Genève lance un plan d'action pour développer les coopératives

Genève veut renforcer le rôle des coopératives dans sa politique du logement. Le canton a présenté ce lundi son plan d'action pour développer ce type d'habitat à mi-chemin entre la location traditionnelle et la propriété privée, prisé par la classe moyenne.
22 nov. 2016, 14:24
/ Màj. le 22 nov. 2016 à 14:28
Le conseiller d'Etat vert genevois en charge du logement Antonio Hodgers a présenté le plan d'action du canton pour encourager l'habitat en coopérative.

Avec 4,1% de coopérateurs, Genève se place loin derrière Zurich (15%), qui a investi depuis plus d'un siècle dans ce domaine, a relevé devant la presse Antonio Hodgers, chef du département de l'aménagement et du logement (DALE).

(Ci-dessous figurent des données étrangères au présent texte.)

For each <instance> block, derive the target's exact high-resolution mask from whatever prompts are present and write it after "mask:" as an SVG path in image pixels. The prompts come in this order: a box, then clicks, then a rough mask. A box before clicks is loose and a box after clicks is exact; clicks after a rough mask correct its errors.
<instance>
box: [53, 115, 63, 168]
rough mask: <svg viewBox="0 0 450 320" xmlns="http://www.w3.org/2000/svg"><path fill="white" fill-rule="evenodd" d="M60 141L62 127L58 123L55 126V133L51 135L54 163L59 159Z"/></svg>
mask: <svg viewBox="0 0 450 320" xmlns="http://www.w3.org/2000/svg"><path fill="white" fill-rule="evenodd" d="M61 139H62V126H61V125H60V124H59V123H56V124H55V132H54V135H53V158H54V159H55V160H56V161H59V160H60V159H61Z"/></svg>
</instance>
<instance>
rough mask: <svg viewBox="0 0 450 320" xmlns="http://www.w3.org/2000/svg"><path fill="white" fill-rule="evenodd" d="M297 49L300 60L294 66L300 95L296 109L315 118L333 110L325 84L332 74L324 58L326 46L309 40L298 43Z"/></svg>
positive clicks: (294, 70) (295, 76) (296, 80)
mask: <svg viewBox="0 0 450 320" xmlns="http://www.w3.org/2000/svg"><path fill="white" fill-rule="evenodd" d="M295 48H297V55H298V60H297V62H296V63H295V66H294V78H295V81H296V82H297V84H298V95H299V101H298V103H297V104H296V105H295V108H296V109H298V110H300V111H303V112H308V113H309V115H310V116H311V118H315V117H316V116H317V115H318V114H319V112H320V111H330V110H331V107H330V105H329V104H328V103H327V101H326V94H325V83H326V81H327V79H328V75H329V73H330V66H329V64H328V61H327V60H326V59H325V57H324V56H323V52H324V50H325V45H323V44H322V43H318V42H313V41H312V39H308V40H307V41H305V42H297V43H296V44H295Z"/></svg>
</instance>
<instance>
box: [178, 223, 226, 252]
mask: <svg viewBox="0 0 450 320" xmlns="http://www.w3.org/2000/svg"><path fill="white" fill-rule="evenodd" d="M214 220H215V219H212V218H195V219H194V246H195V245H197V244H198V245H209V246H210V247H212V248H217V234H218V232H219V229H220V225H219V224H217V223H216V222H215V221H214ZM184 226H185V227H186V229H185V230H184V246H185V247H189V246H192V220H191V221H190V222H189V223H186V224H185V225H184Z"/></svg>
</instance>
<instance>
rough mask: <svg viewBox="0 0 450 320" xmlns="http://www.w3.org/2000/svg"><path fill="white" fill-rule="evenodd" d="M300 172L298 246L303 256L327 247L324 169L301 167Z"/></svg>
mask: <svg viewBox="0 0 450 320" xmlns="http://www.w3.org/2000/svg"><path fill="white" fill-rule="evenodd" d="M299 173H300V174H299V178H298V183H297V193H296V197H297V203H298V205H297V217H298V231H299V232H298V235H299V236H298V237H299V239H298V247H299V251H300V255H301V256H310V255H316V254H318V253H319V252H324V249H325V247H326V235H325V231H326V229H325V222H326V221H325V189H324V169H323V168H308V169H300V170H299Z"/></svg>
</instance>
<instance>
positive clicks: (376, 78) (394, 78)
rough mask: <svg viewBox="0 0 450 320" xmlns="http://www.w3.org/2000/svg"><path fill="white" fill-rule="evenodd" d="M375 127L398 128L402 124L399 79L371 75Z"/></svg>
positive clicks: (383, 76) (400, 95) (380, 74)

Le canton du bout du lac compte 62 coopératives inscrites au Groupement des coopératives d'habitation genevoises (GCHC) pour environ 5000 logements.

Les listes sont longues pour obtenir un appartement dans certaines coopératives avec 600 ou 700 ménages en attente. L'objectif est d'augmenter la part de logements de ce type, selon le conseiller d'Etat. Il souligne qu'en 2016, les coopératives ont reçu 103'480 m2 de terrains supplémentaires pour la construction d'environ 1000 logements.

Cointrin-Est et Grands-Esserts

Le plan d'action passe par une augmentation de la part de terrain affecté aux coopératives. Une manne de 35 millions de francs par an est à disposition pour ces achats de terrain et environ 15 millions devraient s'y ajouter par le biais des mesures d'accompagnement de la réforme de l'imposition des entreprises (RIE III).

Pour évaluer cette nouvelle approche, deux projet-pilotes ont été retenus, l'un à Cointrin-Est dans une zone de villas amenée à évoluer et l'autre aux Grands-Esserts à Veyrier. Dans cette dernière commune, il s'agit de l'établissement d'un Plan localisé de quartier sur une parcelle vierge. Antonio Hodgers veut impliquer le plus en amont possible les futurs habitants de ces quartiers.

Une autre mesure déjà votée par le Grand Conseil permet à l'Etat de cautionner des prêts jusqu'à 95%, si les coopératives réalisent des logements subventionnés. Ce taux descend à 90% pour des appartements non-subventionnés. Ce coup de pouce devrait permettre aux petites structures coopératives de réaliser leurs projets.